I didn’t fully agree with DD about the details of this, but I did and do agree about the broad outline. Something along those lines is a reasonable statement.
DD said several times that he had a talent for not being bothered by my talent. (I’m not certain, from memory, that he used the specific word “talent” to refer to his ability to deal with my “talent”. And comments below about what DD said are paraphrases from memory.)
So it was really unfair of DD to secretly build up resentments, for years, over my “talent”, after assuring me multiple times that he didn’t mind it and he was fine. Yes I offended some people when debating them, but DD repeatedly reassured me that I could speak freely with him and that he was safe. He said it was safe for me to be myself, speak openly, and be maximally critical and argumentative. He said I didn’t need to put effort into being tactful with him, as I often do with others (it’s sometimes inadequate, but I generally do make some effort to be tactful).
DD told me that he was rational enough that I could make all the arguments I wanted, say ten criticisms about a single issue, ask whatever questions I wanted, etc., and it would be fine and never alienate him. He convinced me that this was true. It wasn’t. Maybe it was fine at first, perhaps for the first five years. But at some point it stopped being fine and he was dishonest with me and hid that problem from me (while continuing to talk with me a ton – and during those conversations I’d occasionally say things he didn’t like without knowing it and with no direct, negative feedback).

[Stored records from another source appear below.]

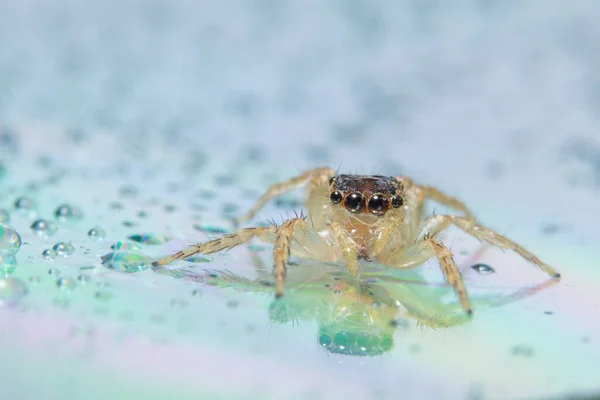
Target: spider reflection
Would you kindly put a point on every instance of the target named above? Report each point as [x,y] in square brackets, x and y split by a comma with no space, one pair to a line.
[360,320]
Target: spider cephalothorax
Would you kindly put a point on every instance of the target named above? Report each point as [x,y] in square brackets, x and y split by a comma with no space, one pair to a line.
[374,194]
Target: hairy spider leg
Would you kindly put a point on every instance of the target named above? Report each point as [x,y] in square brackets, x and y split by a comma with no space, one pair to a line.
[292,237]
[315,176]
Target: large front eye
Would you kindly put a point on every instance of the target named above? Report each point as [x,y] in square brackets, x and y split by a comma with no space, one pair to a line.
[397,201]
[336,197]
[354,202]
[378,203]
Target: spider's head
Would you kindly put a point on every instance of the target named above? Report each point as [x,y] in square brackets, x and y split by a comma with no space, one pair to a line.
[374,194]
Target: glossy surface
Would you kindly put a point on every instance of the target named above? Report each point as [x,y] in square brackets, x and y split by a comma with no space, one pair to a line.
[132,129]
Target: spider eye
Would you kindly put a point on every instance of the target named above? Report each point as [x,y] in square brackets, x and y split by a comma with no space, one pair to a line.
[336,197]
[378,204]
[397,201]
[354,202]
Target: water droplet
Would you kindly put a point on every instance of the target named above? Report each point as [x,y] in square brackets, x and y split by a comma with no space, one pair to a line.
[66,212]
[25,204]
[483,269]
[43,227]
[233,304]
[97,233]
[9,239]
[64,249]
[210,229]
[126,261]
[11,291]
[65,283]
[49,254]
[8,262]
[179,303]
[149,238]
[123,245]
[522,351]
[128,191]
[198,259]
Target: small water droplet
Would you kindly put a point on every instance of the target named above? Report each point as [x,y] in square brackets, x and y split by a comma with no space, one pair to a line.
[522,351]
[97,233]
[9,239]
[123,245]
[66,212]
[179,303]
[149,238]
[43,227]
[233,304]
[11,291]
[210,229]
[483,269]
[103,295]
[49,254]
[128,191]
[65,283]
[8,262]
[25,204]
[126,261]
[64,249]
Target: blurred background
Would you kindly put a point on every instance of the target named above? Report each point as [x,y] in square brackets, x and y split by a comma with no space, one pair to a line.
[129,129]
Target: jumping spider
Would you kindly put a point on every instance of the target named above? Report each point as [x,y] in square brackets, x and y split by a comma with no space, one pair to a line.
[363,217]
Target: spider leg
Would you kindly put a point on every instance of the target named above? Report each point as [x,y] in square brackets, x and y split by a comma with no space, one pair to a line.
[494,238]
[292,237]
[295,237]
[422,250]
[348,247]
[225,242]
[450,270]
[424,192]
[315,176]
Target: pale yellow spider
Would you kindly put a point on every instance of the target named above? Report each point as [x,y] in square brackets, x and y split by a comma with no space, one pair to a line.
[369,217]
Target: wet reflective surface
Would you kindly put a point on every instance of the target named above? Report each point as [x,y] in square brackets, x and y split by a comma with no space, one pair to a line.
[129,131]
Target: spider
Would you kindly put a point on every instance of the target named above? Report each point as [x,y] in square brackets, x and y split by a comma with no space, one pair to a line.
[368,217]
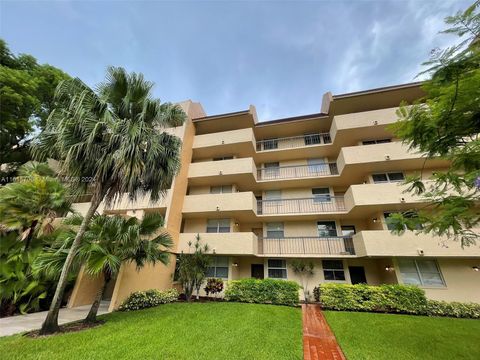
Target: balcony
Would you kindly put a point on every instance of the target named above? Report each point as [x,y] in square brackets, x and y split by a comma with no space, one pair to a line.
[383,243]
[297,171]
[294,142]
[336,245]
[240,142]
[224,204]
[234,243]
[313,205]
[207,173]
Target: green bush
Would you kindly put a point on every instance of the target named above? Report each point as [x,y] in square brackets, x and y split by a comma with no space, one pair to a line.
[150,298]
[265,291]
[453,309]
[384,298]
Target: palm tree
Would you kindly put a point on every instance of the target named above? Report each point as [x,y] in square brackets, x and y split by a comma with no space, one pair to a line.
[115,137]
[108,242]
[31,203]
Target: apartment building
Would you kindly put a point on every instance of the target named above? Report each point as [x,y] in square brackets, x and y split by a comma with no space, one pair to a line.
[317,187]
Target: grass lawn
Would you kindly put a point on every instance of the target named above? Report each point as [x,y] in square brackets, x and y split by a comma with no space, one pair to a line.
[385,336]
[175,331]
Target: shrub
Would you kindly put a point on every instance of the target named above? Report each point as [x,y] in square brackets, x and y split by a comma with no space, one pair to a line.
[453,309]
[214,286]
[145,299]
[265,291]
[384,298]
[316,293]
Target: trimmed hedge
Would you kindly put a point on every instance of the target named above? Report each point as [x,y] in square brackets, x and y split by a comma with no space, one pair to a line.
[150,298]
[405,299]
[263,291]
[453,309]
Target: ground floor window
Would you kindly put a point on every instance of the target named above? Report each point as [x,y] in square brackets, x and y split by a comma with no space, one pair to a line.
[218,267]
[277,269]
[421,272]
[333,270]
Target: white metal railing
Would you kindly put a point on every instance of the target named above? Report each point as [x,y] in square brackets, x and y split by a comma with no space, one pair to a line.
[333,245]
[294,141]
[297,171]
[316,204]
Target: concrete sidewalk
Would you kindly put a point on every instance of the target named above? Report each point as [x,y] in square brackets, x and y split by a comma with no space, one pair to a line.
[21,323]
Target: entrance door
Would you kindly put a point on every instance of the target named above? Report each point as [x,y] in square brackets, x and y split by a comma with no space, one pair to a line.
[257,271]
[357,275]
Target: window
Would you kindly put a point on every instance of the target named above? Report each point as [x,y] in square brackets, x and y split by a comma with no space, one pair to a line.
[321,195]
[408,214]
[218,225]
[275,230]
[272,169]
[317,166]
[371,142]
[223,189]
[421,272]
[277,268]
[312,139]
[273,194]
[326,228]
[223,158]
[269,144]
[386,215]
[388,177]
[333,270]
[219,267]
[348,230]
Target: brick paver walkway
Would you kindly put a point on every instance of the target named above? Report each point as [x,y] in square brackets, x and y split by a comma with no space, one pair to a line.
[319,343]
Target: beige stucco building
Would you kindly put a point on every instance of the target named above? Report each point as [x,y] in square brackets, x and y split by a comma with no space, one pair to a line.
[317,186]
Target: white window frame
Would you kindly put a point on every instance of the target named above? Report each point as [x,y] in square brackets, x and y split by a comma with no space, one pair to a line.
[214,265]
[218,227]
[334,271]
[221,189]
[420,274]
[275,227]
[322,198]
[388,177]
[277,268]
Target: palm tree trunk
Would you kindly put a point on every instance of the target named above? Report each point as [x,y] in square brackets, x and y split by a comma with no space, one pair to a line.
[29,238]
[92,314]
[50,325]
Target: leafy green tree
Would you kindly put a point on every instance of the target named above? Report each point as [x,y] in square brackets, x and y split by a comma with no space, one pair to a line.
[305,270]
[27,97]
[115,136]
[27,210]
[192,267]
[446,124]
[31,203]
[108,242]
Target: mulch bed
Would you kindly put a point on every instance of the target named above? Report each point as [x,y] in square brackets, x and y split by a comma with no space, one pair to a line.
[66,328]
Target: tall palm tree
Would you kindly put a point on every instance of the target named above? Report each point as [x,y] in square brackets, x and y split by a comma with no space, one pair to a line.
[115,137]
[108,242]
[30,204]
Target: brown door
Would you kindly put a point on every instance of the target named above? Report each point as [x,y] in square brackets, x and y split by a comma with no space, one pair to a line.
[257,271]
[259,233]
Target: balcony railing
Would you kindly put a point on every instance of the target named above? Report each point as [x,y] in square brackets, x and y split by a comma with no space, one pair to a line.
[335,245]
[297,171]
[317,204]
[293,142]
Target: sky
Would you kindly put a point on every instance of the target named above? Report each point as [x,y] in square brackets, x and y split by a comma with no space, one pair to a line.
[280,56]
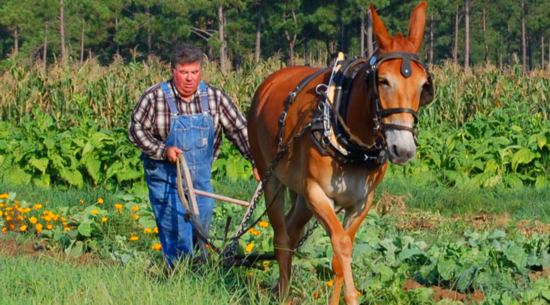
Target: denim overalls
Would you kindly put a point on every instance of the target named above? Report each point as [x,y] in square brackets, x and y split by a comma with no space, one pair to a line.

DD put work into getting me not to follow normal social rules when talking with him. He told me repeatedly to talk to him as much as I wanted and that he would take responsibility for choosing how much to engage with me. He said I didn’t need to throttle or limit my communications or worry about wasting his time. He wanted more messages from me and to have full control, on his end, over how much attention he paid to me.
Context makes it worse. I met DD as a much younger person than him and an immature intellectual. He had a lot of influence on me, and he played the wise expert role. I trusted him a lot, including his statements about how to treat him. But now I’m being criminally harassed because I believed what DD told me about his unbounded ability to hear truth-seeking arguments, criticisms, opinions, questions, requests, analysis, etc. He actually got really upset about my attempts at unbounded truth-seeking, did not point out any errors I was making, hid the problem which prevented me from trying to problem solve about it, and then finally stopped associating with me. But abandoning me and breaking some promises (e.g. to write an introduction for my book) wasn’t enough for him. He held onto a major grudge which is still severe enough, a decade later, to libel me and encourage criminal harassment.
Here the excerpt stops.